How many points are common to both the planes x - y + z = 1 and y = z - 2??
Take any two points lying on both the planes . Obtain the equation of the line passing through these points. Does the line you obtained lie on both the planes? Justify your answer
Let the two planes be p1: x – y + z = 1 and p2: y = z – 2.
The normal vectors for p1 and p2 are (1, -1, 1) and (0, 1, -1) respectively.
Since these two normals are not parallel, then the two planes must intersect.
Since the planes intersect, then they have a common line of intersection.

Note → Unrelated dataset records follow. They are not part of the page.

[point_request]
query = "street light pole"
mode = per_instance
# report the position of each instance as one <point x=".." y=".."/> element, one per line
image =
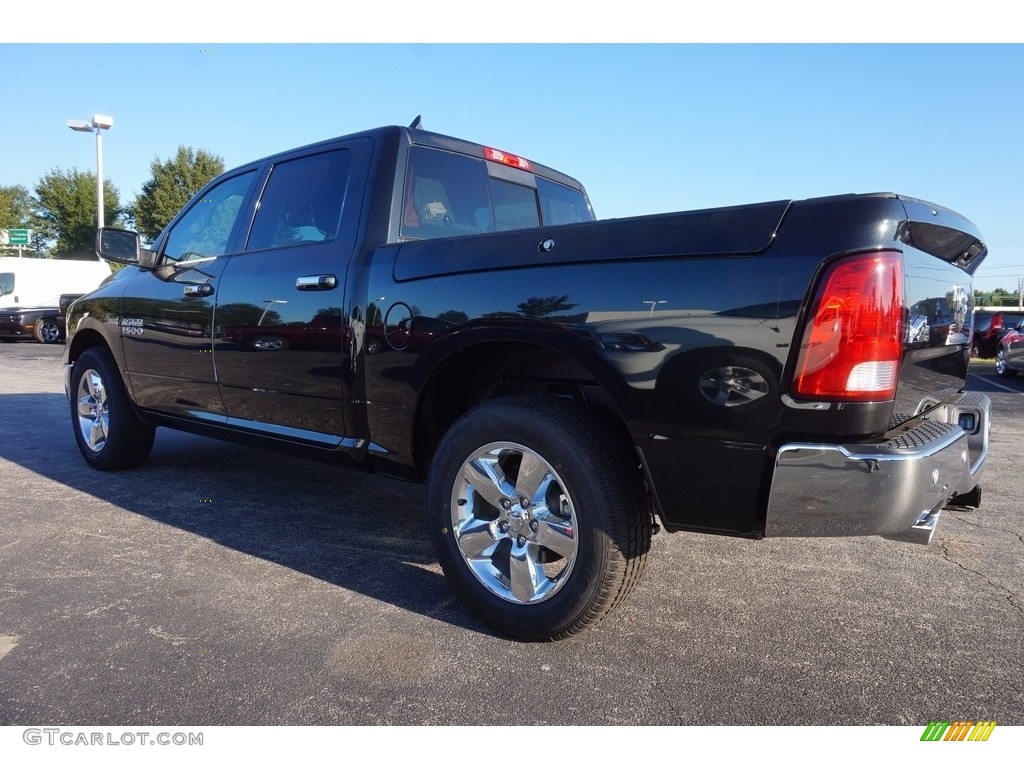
<point x="97" y="124"/>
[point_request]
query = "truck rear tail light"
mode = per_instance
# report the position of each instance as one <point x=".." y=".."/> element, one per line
<point x="853" y="342"/>
<point x="497" y="156"/>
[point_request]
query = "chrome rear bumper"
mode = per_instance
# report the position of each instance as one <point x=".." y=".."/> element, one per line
<point x="895" y="487"/>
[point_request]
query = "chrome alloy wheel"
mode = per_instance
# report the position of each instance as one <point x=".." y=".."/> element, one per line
<point x="513" y="522"/>
<point x="93" y="416"/>
<point x="49" y="331"/>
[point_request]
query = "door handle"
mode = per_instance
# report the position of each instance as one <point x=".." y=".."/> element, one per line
<point x="316" y="283"/>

Any common line of intersection will have an infinite number of points
Let there be two points P and Q lying on both planes
The points are: P(a, b, c) and Q(h, k, j)
The equation of the line joining P and Q is r = P + t(QP)
where QP = Q – P = (h, k, j) - (a, b, c) = (h – a, b – k, c – j)
r = (a, b, c) + t(h – a, b – k, c – j)
In coordinate form,
r = {a + t(h – a), b + t(k – b), c + t(j – c)}
Since the coordinates of the points P and Q satisfy the equations of the planes p1 and p2, then we can write,
For p1: x – y + z = 1 -> a – b + c = 1 and h – k + j = 1 --------------------------- (1)
For p2: y = z – 2 -> b – c = -2 and k – j = -2 ---------------------------------------- (2)
If the line r lies on both planes, p1 and p2, then it will satisfy the equations of both planes
Using the coordinate form of r,
p1: x – y + z = 1:
x – y + z = a + t(h – a) – b – t(k – b) + c + t(j – c)
x – y + z = (a – b + c) – t(a – b + c) + t(h – k + j)
x – y + z = 1 – t + t using (1)
x – y + z = 1, which is correct.
p2: y = z – 2:
y – z = b + t(k – b) – c – t(j – c)
y – z = b – c + t(k – b – j + c)
y – z = (b – c) + t{(k – j) – (b – c)}
y – z = = -2 + t{-2 – (-2)} using (2)
y – z = -2, which is correct
Since the coordinate values of the line r satisfy the equations of both planes, p1 and p2, then we have shown that the line r lies on both planes.
From earlier, we have also shown that there are an infinite number of points common to both planes.